We used the Statistics Canada’s Postal Code Conversion File 13 and Canada Census data to link physician postal code of practice to the respective census division. To characterize physician census division of practice, we obtained information on population density (number of people per square kilometers), percentage of population with a high school diploma or less, percentage of population unemployed, percentage of individuals in the lowest neighbourhood income quintile, percentage of individuals living in a rural setting, and percentage of individuals living in Northern Ontario (i.e., North East and North West Local Health Integration Networks).
Medical School Rankings
Based on Maclean’s ranking data, and in line with previous research, 2 we created a composite medical school rank variable based on the average of the medical school’s rankings across all years of available data to deal with changes in rankings over time (see Table A1 in the Online Appendix). These data include rankings for 15 of the 17 medical schools in Canada (from highest to lowest ranked, where the highest was assigned 1 and the lowest 15): McGill University, University of Toronto, University of British Columbia, Queen’s University, University of Alberta, McMaster University, Dalhousie University, University of Ottawa, University of Western Ontario, University of Calgary, Université de Montréal, Université Laval, University of Saskatchewan, University of Manitoba, and Université de Sherbrooke (Figure A1 in the Online Appendix depicts medical school rankings; rankings among top schools have been quite consistent over time). There was no ranking for Memorial University of Newfoundland or the Northern Ontario School of Medicine; therefore, these schools were considered separately. We grouped foreign medical schools into three categories: United States; United Kingdom, Ireland, Australia, and New Zealand (UKIANZ, i.e., other English-speaking countries); and Other. (Figure A2 in the Online Appendix provides number of physicians by medical school of training.)
Analysis
Descriptive analysis
We produced summary statistics of annual prescription–related outcomes such as total number of opioid prescriptions written in Ontario, average number of opioid prescriptions written per physician (with and without physician-years with no opioid prescriptions, i.e., zeroes), and the percentage of physician-years with zero prescriptions. We examined the relationship between number of opioid prescriptions and medical school ranking. Primary care physicians (PCPs) accounted for most opioid prescriptions (80%); thus, we examined all physicians and PCPs separately (where PCPs included three subspecialty categories—general practice, family practice, and internal medicine; Currie and Schnell use the term GP instead of PCP; however, the definition is the same).

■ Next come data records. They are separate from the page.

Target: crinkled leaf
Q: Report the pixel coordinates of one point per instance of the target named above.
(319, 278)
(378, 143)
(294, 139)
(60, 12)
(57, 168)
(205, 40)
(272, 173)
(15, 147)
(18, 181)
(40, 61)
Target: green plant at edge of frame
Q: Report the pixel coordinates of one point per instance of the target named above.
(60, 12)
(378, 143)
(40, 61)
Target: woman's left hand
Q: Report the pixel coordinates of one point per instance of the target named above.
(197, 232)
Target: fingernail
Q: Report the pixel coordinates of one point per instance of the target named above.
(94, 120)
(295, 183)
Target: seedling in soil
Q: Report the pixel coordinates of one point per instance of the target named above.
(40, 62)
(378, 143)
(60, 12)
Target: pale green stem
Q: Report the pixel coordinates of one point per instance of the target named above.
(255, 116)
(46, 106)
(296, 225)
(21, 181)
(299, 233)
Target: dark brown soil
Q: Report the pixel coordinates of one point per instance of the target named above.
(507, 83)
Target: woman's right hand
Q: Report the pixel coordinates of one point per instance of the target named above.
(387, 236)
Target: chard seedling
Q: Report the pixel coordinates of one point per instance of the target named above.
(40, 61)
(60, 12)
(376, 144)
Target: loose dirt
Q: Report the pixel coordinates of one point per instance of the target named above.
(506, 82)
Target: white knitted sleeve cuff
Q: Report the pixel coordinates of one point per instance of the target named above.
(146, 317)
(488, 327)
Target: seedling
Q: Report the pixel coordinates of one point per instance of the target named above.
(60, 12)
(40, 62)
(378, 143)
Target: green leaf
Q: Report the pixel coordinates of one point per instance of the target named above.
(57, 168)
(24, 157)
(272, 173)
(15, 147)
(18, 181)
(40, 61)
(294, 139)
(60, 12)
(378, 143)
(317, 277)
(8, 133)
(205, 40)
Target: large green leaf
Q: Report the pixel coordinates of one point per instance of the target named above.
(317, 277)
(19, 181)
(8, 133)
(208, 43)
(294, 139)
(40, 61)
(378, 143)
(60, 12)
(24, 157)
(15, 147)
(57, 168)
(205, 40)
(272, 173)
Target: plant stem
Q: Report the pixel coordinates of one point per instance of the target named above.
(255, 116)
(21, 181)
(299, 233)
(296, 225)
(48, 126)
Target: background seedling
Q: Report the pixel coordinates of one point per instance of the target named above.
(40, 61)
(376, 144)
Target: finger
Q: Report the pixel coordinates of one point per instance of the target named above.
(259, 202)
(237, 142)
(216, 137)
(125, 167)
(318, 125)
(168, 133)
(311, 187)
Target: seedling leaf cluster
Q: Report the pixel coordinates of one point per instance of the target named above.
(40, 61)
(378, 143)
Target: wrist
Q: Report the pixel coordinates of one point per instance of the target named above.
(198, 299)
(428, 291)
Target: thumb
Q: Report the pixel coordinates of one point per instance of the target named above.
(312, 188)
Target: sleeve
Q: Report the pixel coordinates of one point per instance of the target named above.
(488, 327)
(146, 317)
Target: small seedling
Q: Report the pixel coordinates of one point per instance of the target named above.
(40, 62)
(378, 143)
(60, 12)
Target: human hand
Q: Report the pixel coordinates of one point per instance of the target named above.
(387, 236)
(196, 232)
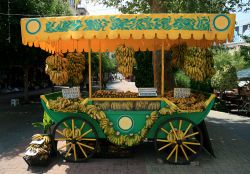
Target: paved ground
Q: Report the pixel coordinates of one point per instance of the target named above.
(229, 134)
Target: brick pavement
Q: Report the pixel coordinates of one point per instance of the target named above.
(228, 133)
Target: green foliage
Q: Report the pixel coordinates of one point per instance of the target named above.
(245, 50)
(220, 105)
(182, 80)
(225, 78)
(144, 76)
(45, 125)
(224, 57)
(176, 6)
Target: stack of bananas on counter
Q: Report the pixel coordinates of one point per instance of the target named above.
(196, 101)
(147, 105)
(76, 67)
(114, 94)
(40, 147)
(125, 105)
(56, 68)
(125, 60)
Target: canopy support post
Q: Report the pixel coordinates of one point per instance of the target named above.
(90, 75)
(100, 69)
(162, 69)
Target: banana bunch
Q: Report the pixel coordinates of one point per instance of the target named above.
(103, 105)
(114, 94)
(178, 54)
(199, 64)
(125, 60)
(76, 67)
(122, 106)
(141, 105)
(196, 101)
(41, 151)
(37, 137)
(95, 112)
(68, 133)
(64, 105)
(167, 110)
(154, 106)
(56, 68)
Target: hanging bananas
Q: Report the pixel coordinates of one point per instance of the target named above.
(56, 68)
(76, 67)
(125, 60)
(197, 63)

In line with previous work, we tried to understand whether patient sorting across physicians (i.e., whether patients were more likely to choose physicians based on their prescribing patterns) or physician sorting across medical schools (i.e., whether physicians chose medical schools whose training, e.g., aligned with their approach toward opioids) played a role in our findings. 2 Given our data, we could not ascertain whether physicians self-selected into certain medical schools. Nonetheless, we could investigate whether physicians who trained at lower ranked medical schools were more likely to practice in specialties and/or locations where patient use of opioids might be greater. Therefore, we examined the average number of opioid prescriptions by medical school ranking for the top 8 opioid prescribing medical specialties (general practice, orthopedic surgery, general surgery, obstetrics and gynecology, plastic surgery, emergency medicine, urology, and otolaryngology) and hematology/oncology (a composite medical specialty that included hematology, medical oncology, and radiation oncology). We also produced these numbers by characteristics of census division of practice.
Regression analysis
Next, we undertook regression analyses to assess the validity of our descriptive findings, while accounting for relevant variables, such as physician specialty and census division of practice, in line with Schnell and Currie (2017). Pooling data from all years, we estimated a linear regression model through ordinary least squares, where the dependent variable was the number of opioid prescriptions written by each physician by year and census division and the independent variables included indicator variables for each ranked school, where McGill was the reference case; indicator variables for each unranked school (the Northern Ontario School of Medicine and Memorial University); indicator variables for U.S. schools, United Kingdom, Ireland, Australia, and New Zealand schools, and other foreign schools, respectively; and indicator variables for physician specialty, census division, and year. We estimated this equation including physician-years with and without zero opioid prescriptions for all physicians and PCPs separately. Robust standard errors were estimated and clustered by physician.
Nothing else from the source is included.